Wagub Rano Karno Siap Pimpin Langsung Revitalisasi Kota Tua dengan Berkantor di Lokasi
Wakil Gubernur DKI Jakarta Rano Karno menyatakan kesiapannya untuk berkantor langsung di kawasan Kota Tua. Langkah ini bertujuan memimpin dan memastikan percepatan penataan kawasan bersejarah tersebut, yang menjadi fokus utama pemerintah provinsi.
Keseriusan Pemprov DKI dalam Penataan Kawasan Bersejarah
Rano Karno, yang juga menjabat sebagai Ketua Tim Revitalisasi dan Penataan Kota Tua, menegaskan komitmennya dalam rapat di Balai Kota DKI Jakarta, Kamis (9/4/2026). "Keseriusan ini adalah kita sudah mempunyai tim revitalisasi Kota Tua dan insyaallah di saat waktunya tepat, saya sendiri sebagai penanggung jawab akan berkantor di Kota Tua," ujarnya.

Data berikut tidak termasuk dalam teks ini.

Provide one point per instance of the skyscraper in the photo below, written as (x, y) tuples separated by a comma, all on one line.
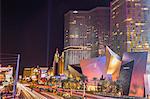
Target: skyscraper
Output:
[(86, 34), (128, 26)]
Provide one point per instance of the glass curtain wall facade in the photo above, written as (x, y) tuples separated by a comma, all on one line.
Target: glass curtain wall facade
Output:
[(128, 26), (86, 33)]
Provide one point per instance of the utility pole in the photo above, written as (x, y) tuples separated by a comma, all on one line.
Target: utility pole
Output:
[(16, 77)]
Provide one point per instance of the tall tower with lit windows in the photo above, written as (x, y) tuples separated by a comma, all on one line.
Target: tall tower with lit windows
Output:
[(128, 26), (85, 34)]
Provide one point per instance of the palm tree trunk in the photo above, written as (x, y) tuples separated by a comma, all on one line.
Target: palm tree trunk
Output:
[(84, 90)]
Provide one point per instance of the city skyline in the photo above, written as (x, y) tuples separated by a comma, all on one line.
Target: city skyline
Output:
[(24, 27)]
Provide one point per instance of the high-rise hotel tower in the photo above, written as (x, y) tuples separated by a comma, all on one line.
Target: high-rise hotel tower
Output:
[(86, 34), (129, 26)]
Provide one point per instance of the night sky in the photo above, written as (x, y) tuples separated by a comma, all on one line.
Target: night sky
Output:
[(31, 27)]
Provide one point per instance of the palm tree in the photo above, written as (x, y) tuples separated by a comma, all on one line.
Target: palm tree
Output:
[(83, 79), (95, 81)]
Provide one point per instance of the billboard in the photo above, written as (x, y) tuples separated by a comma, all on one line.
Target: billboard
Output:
[(94, 67)]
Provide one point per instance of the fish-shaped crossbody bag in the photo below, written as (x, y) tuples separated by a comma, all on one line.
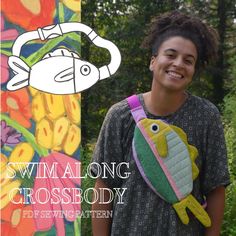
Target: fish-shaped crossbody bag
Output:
[(165, 160)]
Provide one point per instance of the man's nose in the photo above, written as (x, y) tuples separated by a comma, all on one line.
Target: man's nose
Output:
[(178, 62)]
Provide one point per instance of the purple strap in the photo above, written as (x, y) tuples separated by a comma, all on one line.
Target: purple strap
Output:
[(136, 108)]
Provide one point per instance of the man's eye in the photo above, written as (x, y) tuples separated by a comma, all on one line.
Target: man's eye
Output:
[(189, 62)]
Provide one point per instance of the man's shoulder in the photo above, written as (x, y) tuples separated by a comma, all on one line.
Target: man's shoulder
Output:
[(119, 110), (205, 106)]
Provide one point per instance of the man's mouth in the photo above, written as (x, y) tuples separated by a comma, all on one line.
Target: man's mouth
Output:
[(174, 74)]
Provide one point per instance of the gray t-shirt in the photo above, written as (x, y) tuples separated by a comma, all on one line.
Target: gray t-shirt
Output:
[(143, 213)]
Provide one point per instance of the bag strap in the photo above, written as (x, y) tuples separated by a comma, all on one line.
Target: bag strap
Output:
[(136, 108)]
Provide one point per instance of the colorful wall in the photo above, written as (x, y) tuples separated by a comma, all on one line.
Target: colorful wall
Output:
[(40, 132)]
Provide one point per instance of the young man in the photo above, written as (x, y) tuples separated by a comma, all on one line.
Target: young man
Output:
[(181, 47)]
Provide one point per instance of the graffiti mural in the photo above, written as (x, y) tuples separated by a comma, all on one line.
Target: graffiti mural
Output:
[(40, 131)]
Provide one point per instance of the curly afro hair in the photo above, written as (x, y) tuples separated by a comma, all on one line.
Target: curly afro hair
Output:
[(176, 23)]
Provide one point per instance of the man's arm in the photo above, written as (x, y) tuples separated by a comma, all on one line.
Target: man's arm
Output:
[(101, 226), (215, 209)]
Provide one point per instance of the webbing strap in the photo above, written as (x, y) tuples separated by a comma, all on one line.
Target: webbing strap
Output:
[(136, 108)]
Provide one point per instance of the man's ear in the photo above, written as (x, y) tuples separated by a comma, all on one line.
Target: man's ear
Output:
[(151, 65)]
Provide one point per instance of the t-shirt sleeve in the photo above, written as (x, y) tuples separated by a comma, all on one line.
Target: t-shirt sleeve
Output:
[(215, 166), (108, 150)]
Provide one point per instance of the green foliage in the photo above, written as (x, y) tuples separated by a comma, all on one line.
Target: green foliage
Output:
[(86, 154), (229, 225)]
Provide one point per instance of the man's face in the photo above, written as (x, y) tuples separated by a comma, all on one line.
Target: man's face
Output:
[(174, 65)]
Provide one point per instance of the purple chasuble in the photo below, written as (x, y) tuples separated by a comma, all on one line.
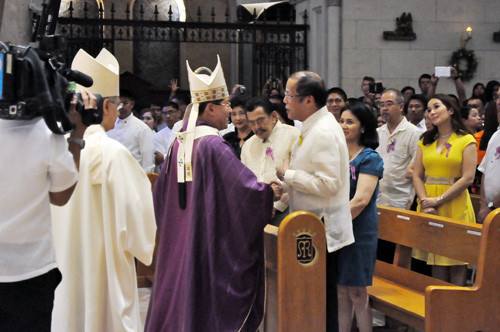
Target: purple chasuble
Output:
[(210, 267)]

Ia menjelaskan bahwa rencana berkantor di Kota Tua akan direalisasikan dalam waktu dekat, seiring dengan kesiapan tempat dan desain ruang kerja yang sedang disiapkan. "Kita sudah membentuk pokja-pokja agar apa? Agar koordinasi antar lintas bisa segera cepat. Sementara barangkali tempat sudah dapat, baru rencana kita akan, ya, desain untuk di dalam. Mungkin satu bulan lagi baru kita akan pindah ke Kota Tua," tambah Rano.
Target Revitalisasi dan Kolaborasi dengan Berbagai Pihak
Proses revitalisasi Kota Tua ditargetkan mulai dalam waktu sebulan ke depan. Langkah ini merupakan hasil pembahasan dalam forum Intimate Dialogue Kota Tua Update, yang dihadiri oleh Gubernur, Sekretaris Daerah, organisasi perangkat daerah (OPD), serta konsorsium Kota Tua.
"Kami membahas tentang rencana revitalisasi Kota Tua untuk mengembalikan identitas Jakarta sekaligus memperkuat posisinya sebagai kota global yang berakar pada sejarah dan budaya," jelas Rano. Pemprov DKI juga menggandeng konsorsium dan para pakar, termasuk tim yang berpengalaman dalam penataan kawasan Kota Lama Semarang, untuk memastikan keberhasilan proyek ini.
Integrasi Museum Bahari dalam Pengembangan Kota Tua
Sebelumnya, Rano Karno telah menekankan pentingnya Museum Bahari sebagai bagian integral dari pengembangan kawasan Kota Tua. Hal ini sejalan dengan kerja sama antara Jakarta dan Rotterdam. "Saat Kota Tua Jakarta dibangun dan ditata kembali, saya tidak ingin Museum Bahari berdiri sendiri. Museum ini harus menjadi bagian utuh dari penguatan identitas sejarah dan maritim Jakarta," ujarnya saat meresmikan Sustainable Development Goals (SDGs) Corner di Museum Bahari pada Sabtu, 14 Februari 2026.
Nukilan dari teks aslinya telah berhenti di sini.